命の灯を消さないで
『命の灯を消さないで』
~死刑囚からあなたへ~ 105 人の死刑確定者へのアンケートに応えた魂の叫び
死刑廃止国際条約の批准を求めるフォーラム 90 編(インパクト出版会・ 1300 円)
この本は、一般には表に出ることない死刑確定者が書いた文章を編集したものです。ここには、昨年 2008 年 7 月~ 8 月にかけて 105 人 ( 当時 ) の死刑確定者にアンケートを送り、それに応えてくれた 77 人の人たちの文章が載っています。アンケートを送ったのは、 20 年近く死刑廃止運動を中心的に担ってきている「死刑廃止国際条約の批准を求めるフォーラム 90 」です。死刑が確定すると、その確定者は外部との接触を極端に制限されます。心情の安定と称して、家族と弁護士以外はほとんど面会や文通ができなくなってしまいます。 2006 年 6 月から受刑者の新しい処遇法が施行されましたが、いい状況になったとは言いがたく、むしろ悪くなった面も多いようです。またここのところの処刑ラッシュで、アンケートに応えてこの本にも載っている人のうち、 7 人はすでに死刑執行され、 2 人は病気のため獄死してしまいました。
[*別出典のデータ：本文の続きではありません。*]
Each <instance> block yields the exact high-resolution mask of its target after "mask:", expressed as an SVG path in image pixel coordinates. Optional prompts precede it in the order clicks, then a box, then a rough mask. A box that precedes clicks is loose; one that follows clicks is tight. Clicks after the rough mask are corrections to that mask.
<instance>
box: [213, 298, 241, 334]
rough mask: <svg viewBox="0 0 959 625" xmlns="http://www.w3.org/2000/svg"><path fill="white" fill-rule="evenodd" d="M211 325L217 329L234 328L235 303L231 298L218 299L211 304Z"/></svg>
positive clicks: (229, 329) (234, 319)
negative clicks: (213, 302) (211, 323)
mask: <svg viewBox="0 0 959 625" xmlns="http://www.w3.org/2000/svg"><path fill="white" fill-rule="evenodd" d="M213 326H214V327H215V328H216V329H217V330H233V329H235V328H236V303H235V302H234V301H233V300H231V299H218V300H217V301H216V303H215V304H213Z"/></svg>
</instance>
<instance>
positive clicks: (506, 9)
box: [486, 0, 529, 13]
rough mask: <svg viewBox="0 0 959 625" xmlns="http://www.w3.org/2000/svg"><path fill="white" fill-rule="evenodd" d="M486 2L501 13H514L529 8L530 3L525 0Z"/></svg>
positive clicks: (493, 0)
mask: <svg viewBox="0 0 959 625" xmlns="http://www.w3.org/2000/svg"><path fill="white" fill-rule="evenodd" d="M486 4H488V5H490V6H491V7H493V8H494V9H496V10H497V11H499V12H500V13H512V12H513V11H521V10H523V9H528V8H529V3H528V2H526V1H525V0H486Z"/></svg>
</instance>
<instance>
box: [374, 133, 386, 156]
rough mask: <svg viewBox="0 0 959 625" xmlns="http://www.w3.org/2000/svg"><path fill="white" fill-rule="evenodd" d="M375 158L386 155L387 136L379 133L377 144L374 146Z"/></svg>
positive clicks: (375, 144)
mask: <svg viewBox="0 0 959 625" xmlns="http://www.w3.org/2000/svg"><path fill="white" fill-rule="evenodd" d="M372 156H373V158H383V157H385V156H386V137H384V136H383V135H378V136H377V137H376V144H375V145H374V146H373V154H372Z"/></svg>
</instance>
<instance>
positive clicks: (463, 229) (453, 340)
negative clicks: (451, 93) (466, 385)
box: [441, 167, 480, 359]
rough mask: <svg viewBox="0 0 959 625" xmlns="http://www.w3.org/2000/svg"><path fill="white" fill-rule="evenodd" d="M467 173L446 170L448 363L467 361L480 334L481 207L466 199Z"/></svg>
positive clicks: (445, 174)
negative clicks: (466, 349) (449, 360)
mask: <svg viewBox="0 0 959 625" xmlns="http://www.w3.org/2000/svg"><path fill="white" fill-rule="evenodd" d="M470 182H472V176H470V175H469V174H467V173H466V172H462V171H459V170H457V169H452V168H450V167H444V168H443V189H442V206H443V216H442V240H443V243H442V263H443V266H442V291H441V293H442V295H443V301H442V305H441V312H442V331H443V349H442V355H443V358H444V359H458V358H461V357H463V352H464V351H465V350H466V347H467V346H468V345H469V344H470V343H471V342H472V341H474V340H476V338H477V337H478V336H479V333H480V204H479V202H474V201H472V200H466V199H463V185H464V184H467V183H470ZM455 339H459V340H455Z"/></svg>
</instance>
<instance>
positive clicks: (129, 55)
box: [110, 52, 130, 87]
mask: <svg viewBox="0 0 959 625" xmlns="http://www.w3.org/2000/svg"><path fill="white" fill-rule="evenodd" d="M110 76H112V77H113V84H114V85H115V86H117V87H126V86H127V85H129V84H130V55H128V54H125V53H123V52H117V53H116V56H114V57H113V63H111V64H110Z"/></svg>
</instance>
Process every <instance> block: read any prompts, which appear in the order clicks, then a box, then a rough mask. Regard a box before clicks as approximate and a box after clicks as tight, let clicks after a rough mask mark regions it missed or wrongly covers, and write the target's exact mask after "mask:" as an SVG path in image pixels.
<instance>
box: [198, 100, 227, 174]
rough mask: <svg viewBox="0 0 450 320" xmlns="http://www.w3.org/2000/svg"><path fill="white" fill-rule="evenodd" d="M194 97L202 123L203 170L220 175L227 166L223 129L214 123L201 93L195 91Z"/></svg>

ここに収められている死刑確定者の言葉には、「命」「生」「死」が溢れています。明日にでも来る死刑執行の恐怖をどうするのか。命を奪ってしまった被害者への償いをどうするのか。これからも生きていく自分の家族はどうなるのか。というような切迫し、切実な、逃れようのない多くのものを抱え込んでいるからでしょうか。
「私の生命はそんなに軽いですか?」
「死刑を受け入れても、生きたいと思う事は別であると、やっと考えました」
「とうときは命の重さ許しこう」
「死をみつめるのではなく、生をみつめて生きたいと思うのです」
「ただの一人として、罪を犯さずに生きうる人間はおりません」
「人の命を奪い、亡くなってしまった被害者にどんな罪の償いが出来るのか考えた時、私の答えはいつも『何も出来ない』である」
「死刑判決で死をもって償えというのは、俺にとって反省する必要がないから死ねということです。人は将来があるからこそ、自分の行いを反省し、くり返さないようにするのではないですか」
「こうした死刑執行という一連の経緯を目の当たりにして、あらためて私の暮らすこの施設は、人間を機械的に殺していく殺人施設なんだと思い知らされました」
「どんな立場で生きていようと、前を向いて生きましょう」
「罪を背負って生きていく事が、本当の意味での償いになるのではないか」
「忘れないで欲しい、命ある限り赦しを請う願いを叫び上げている死刑囚の居る事を、そして贖罪に身を焼かれる事を厭わず刑に服そうと生きている事を」
「独居房から引きずり出され、吊るされてゆくのは、何年も何十年も罪について反省の日々を送っていた人たちなのです」
これらのほんの一部の引用の中にも、生と死をめぐることが書かれています。この他に、自分は冤罪であることを訴えている人もいますし、現状の処遇のひどさを言う人もいます。明らかに精神的に病んでいるのではないかと、思われる人もいます。また体の不調を訴える人は多く、拘置所の処遇が思いやられます。どのように償おうと反省しようと、この人たちはやがて死刑執行をされてしまうのです。そのことはいったいどんな意味を持つのだろうか、と考えずにはいられません。彼らは死刑囚であっても、やはり私たちと同じ生きている人間であることを、これらの文章は私に語りかけることを止めませんでした。裁判員制度は死刑判決を出すことを私たちに強いる制度です。そのことがどのようなことになのかを、私たちは知らねばなりません。そのことの一端を知るためにも、この本を一読することは必要だろうと強く思います。